La coloration est assez variable. Il existe des spécimens verts, d’autres bleus ou encore marron-olives. Le patron peut être uniforme ou avec des marques noires sur le dos, sur le tiers antérieur du corps. De façon générale, il y a une ligne noire partant du bout du museau jusqu’à l’arrière de la tête en passant juste au dessus des écailles labiales supérieures. Cette ligne peut s’étendre sur les flans et cela plus ou moins en arrière du corps selon les spécimens. La zone en dessous de cette ligne est blanche voir légèrement jaune. Il peut également y avoir du vert clair sous la mâchoire inférieure.
Philodryas baroni ne possède pas un venin très actif, mais la prudence est de rigueur. Les effets observés se limitent à un œdème accompagné de douleurs. On peut également noter une décoloration de la zone mordue, ainsi qu’une légère paralysie du membre concerné.

Philodryas baroni a un comportement diurne relativement intéressant. C’est un serpent montrant une activité intense le jour et préférant nettement la partie supérieure du terrarium.
Contrairement à certains Philodryas, P. baroni ne montre que peu de signes d’agressivité voir aucun. Au cours des manipulations, jamais je n’ai observé de tentative d’attaque, ni d’intimidation. Toutefois la prudence reste de rigueur.

Vu la taille conséquente et l’activité importante de ce serpent, le terrarium doit être spacieux. Une base de 100 x 50cm sur un mètre de haut semble être un minimum pour un couple adulte. L’aménagement doit être également adapté. Bien que je conseille d’utiliser des plantes artificielles, on peut réaliser un terrarium planté en utilisant des Ficus et des plantes épiphytes, avec des branches ou des lianes robustes comme support. Tout cela solidement disposé.
De tels terrariums sont utilisés avec réussite par des éleveurs allemands.
Philodryas baroni a une TMP* de 26-28°C. Il convient de baisser la température à 20°C durant la nuit. Deux à trois pulvérisations par semaine semblent suffisant. Avec une légère augmentation lors des mues pour assurer une bonne élimination de l’exuvie.
En ce qui concerne l’alimentation, ce serpent n’est pas difficile. Les jeunes acceptent rapidement les rosés. Personnellement, les miens ont rapidement accepté du mort. Ma femelle prend directement ce qu’on lui présente à la pince, le mâle quant à lui a besoin d’un peu de temps pour attraper la proie morte qui lui est proposée.
Sur les proies données vivantes, je n’ai jamais observé de réaction particulière telle que des saignements abondants, ou tout autres signe évident d’envenimation.
Les proies sont avalées sans qu’il y ait constriction, sauf quelques rares fois chez mon mâle.
Je les nourrie toutes les semaines ou tous les 10 jours.

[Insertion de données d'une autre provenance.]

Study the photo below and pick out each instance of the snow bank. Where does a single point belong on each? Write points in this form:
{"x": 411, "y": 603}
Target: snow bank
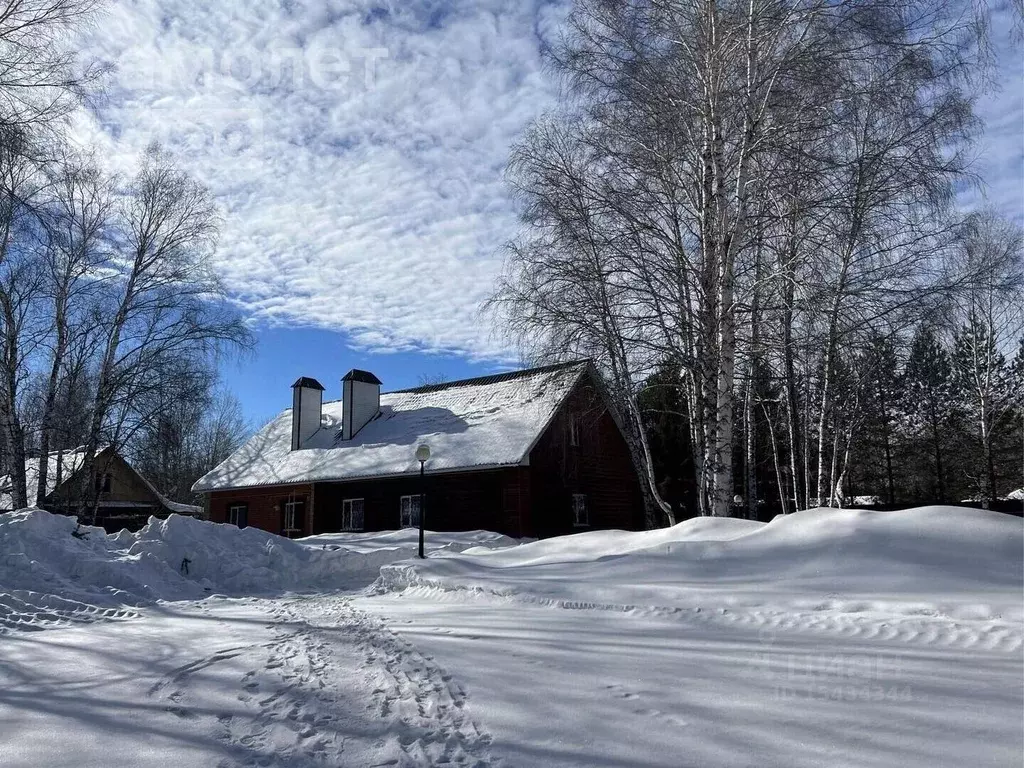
{"x": 965, "y": 562}
{"x": 50, "y": 567}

Lorsque je les ai ai récupéré, ils avaient 6 mois et pesaient une cinquantaine de grammes pour environ 50cm. Sept mois plus tard, ils ont dépassé le mètre et la femelle pèse 130 grammes environ (une centaine pour le mâle).


Extrait de l’ouvrage "Venomous reptiles of the western hemisphere" (Campbell & Lamar, 2004) :

"En Argentine, un spécimen [de Philodryas baroni] de 90cm a mordu un herpétologiste de 22 ans au niveau du pouce et a lâché prise aussitôt. Une légère douleur (du type brûlure) est apparu immédiatement ainsi qu’un saignement local minime.

L’œdème était évident après cinq minutes ; après une heure, la main entière était enflée et des hémorragies pétéchial sont apparues sur la peau. Le gonflement a progressé jusqu’au milieu de l’avant-bras, associé à des ecchymoses suivant les canaux lymphatiques jusqu'à l’épaule.

Le rétablissement était complet dans un délai de 48 heures (Kuch et Jesberger, 1993)."